I'm just damned sick and tired of being infertile and being crapped on by the babydust bitch.

That little tramp decided she'd left me alone for far too long and so today, she pulled up in her scuzzy paneled van and threw a flaming bag of poo at my doorstep.

And it stinks.

Yes, we're back in fertility land. I've kept a bit quiet about it because it's been awhile and I'm really trying to not have it dominate my entire being as it has in the past. And I had been doing a somewhat decent job of it.

Until lately.

So yeah, things aren't going according to plan. Which sucks hairy ass, 'cause as we started this whole thing, we were told that we were going into it with ideal conditions.

And no one had ever said that to us before, so you can imagine how we clung to that like a lifeline.

Well, now it appears as though we're drowning, and someone's yanked our precious floatation device right out from underneath us.

Bitterness, today thy name is most indeed diva.

Now, I should say that all hope is not lost.

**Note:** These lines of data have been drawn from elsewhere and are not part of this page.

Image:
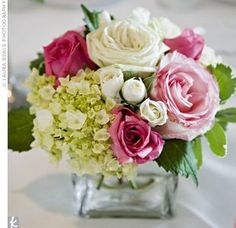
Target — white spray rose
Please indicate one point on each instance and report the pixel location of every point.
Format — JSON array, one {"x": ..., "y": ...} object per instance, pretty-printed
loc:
[
  {"x": 209, "y": 57},
  {"x": 163, "y": 27},
  {"x": 133, "y": 91},
  {"x": 125, "y": 42},
  {"x": 154, "y": 112},
  {"x": 111, "y": 80},
  {"x": 104, "y": 18},
  {"x": 44, "y": 119}
]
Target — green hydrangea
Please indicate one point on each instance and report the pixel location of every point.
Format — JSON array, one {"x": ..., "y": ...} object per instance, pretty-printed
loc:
[{"x": 73, "y": 120}]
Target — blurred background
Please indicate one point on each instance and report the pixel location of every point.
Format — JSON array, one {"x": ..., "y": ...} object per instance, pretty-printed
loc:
[{"x": 33, "y": 25}]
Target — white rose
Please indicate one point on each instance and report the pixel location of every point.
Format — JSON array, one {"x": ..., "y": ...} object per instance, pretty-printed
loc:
[
  {"x": 141, "y": 15},
  {"x": 208, "y": 57},
  {"x": 133, "y": 91},
  {"x": 154, "y": 112},
  {"x": 104, "y": 18},
  {"x": 125, "y": 42},
  {"x": 164, "y": 27},
  {"x": 111, "y": 80},
  {"x": 44, "y": 119}
]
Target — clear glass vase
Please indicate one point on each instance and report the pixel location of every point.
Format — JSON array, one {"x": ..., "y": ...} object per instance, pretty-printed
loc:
[{"x": 154, "y": 196}]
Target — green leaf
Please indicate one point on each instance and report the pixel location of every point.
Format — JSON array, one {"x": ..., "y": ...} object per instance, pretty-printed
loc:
[
  {"x": 227, "y": 115},
  {"x": 217, "y": 140},
  {"x": 226, "y": 82},
  {"x": 178, "y": 157},
  {"x": 148, "y": 82},
  {"x": 91, "y": 18},
  {"x": 38, "y": 63},
  {"x": 197, "y": 149},
  {"x": 20, "y": 125}
]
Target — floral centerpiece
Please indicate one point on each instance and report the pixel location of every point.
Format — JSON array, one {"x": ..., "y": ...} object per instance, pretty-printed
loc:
[{"x": 115, "y": 94}]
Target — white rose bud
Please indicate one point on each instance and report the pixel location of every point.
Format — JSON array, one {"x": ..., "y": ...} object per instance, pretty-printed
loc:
[
  {"x": 133, "y": 91},
  {"x": 104, "y": 18},
  {"x": 154, "y": 112},
  {"x": 111, "y": 80}
]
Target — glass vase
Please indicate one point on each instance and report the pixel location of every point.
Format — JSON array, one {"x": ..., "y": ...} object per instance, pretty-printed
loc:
[{"x": 153, "y": 197}]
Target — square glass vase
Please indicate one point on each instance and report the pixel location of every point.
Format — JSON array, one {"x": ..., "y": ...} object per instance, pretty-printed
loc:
[{"x": 154, "y": 196}]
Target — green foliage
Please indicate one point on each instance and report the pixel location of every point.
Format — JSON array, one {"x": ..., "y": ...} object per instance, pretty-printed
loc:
[
  {"x": 178, "y": 158},
  {"x": 197, "y": 149},
  {"x": 38, "y": 63},
  {"x": 217, "y": 140},
  {"x": 225, "y": 79},
  {"x": 20, "y": 125}
]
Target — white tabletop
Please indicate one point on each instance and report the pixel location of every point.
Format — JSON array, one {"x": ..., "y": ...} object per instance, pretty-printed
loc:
[{"x": 40, "y": 193}]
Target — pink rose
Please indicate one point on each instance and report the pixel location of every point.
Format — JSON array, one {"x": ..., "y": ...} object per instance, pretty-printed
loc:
[
  {"x": 188, "y": 43},
  {"x": 66, "y": 55},
  {"x": 133, "y": 140},
  {"x": 191, "y": 96}
]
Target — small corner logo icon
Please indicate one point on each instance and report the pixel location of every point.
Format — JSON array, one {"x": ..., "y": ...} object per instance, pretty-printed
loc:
[{"x": 13, "y": 222}]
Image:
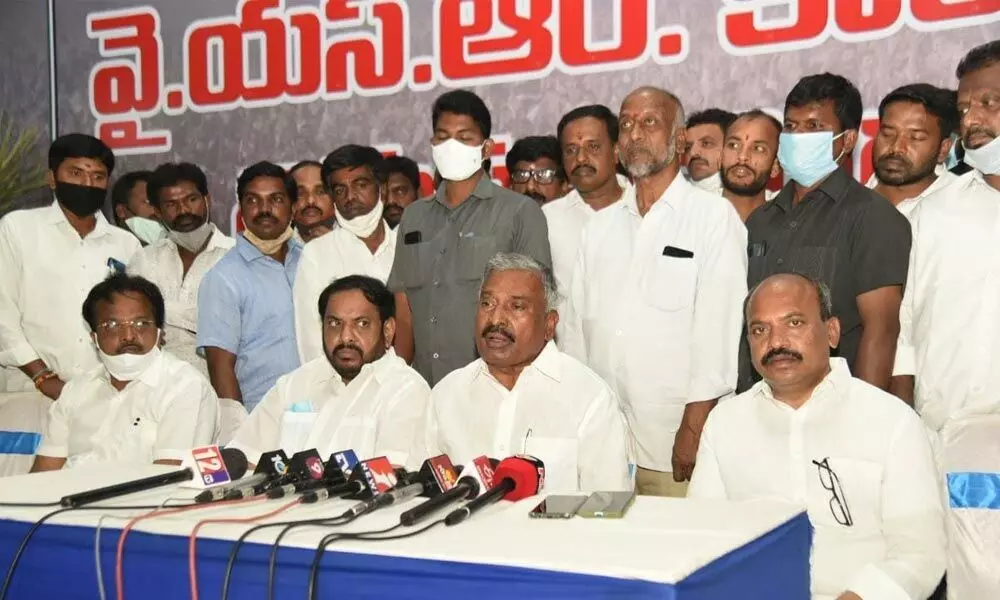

We're not completely out yet. But it really is looking that way. So I've done my crying (not all of it, I'm sure - but I do need to rehydrate in order to actually get my body to produce new tears) and I'm in my angry, bitter phase.

I do hope it's all for nothing, and that tomorrow I look like a real stupid diva for getting all riled up over what might actually never materialize. I'd happily take back this post and all the crappy things I said about the universe if she actually comes through for us just this one time.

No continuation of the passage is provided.